Я заметила, что мы слишком близко подобрались к рассеянному склерозу, а Джереми не хотелось в который раз обсуждать симптомы и диагнозы; черный юмор Кена, консультанта по сну, — совсем другое дело. Сын перевел разговор на другую тему.
— Знаешь, все-таки крепкий здоровый сон очень важен. Этак я поставлю рекорд продаж. Увидишь.
— Даже не сомневаюсь.
— Ладно, мне пора. Вечером поболтаем. — И дал отбой.
Вот, пожалуйста, показатель моей неопытности в общении с людьми: когда Донна высунулась из-за перегородки и спросила, кто звонил, я, вместо того чтобы выдумать вразумительную отговорку, ответила: «Сын».
У нее глаза вылезли из орбит, но она быстро вправила их на место.
— Правда?
— Да.
— Как его зовут?
— Джереми.
— В каком он классе?
— Ни в каком. Ему уже двадцать.
Представляю, как лихорадочно забегали мысли у Донны в голове: «Интересно, это родной ребенок или нет? Почему она до сих пор о нем ничего не говорила? Двадцать? Быть может, он не дурен. А если он…» Забавно было наблюдать со стороны, как бедняжку распирает от любопытства.
Я сказала:
— Мне еще надо с документами поработать, Донна. Давай потом поболтаем.
— Какие планы на обед?
— К сожалению, занята. — На самом деле никаких планов у меня не было, зато ее муки превратились в настоящую пытку. Вполне довольная собой я открыла файлы, хотя их содержимое меня ни шиша не интересовало. Джереми был той новой краской на полотне жизни, благодаря которой я стала видна зрителям.
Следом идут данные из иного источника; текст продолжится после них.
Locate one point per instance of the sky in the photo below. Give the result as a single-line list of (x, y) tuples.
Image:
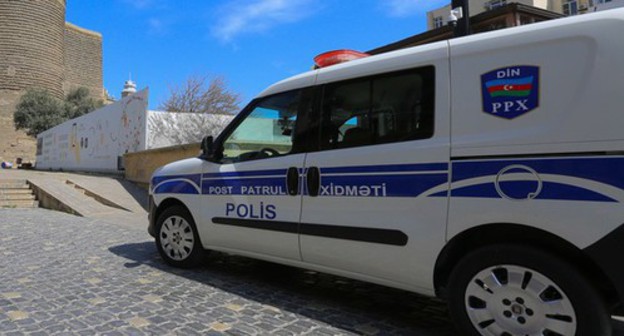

Дома после работы, уплетая макароны с артишоками, мы с Джереми делились впечатлениями прошедшего дня. Парень все схватывал на лету; наверное, это была одна из приятнейших трапез в моей жизни. Даже самые пустячные подробности ежедневной рутины — новый порошковый картридж для ксерокса, неисправный светофор на Марин-драйв — все обрело особое значение. Джереми рассказал о каком-то бродяге, который зашел в магазин вздремнуть. Это было страшно увлекательно.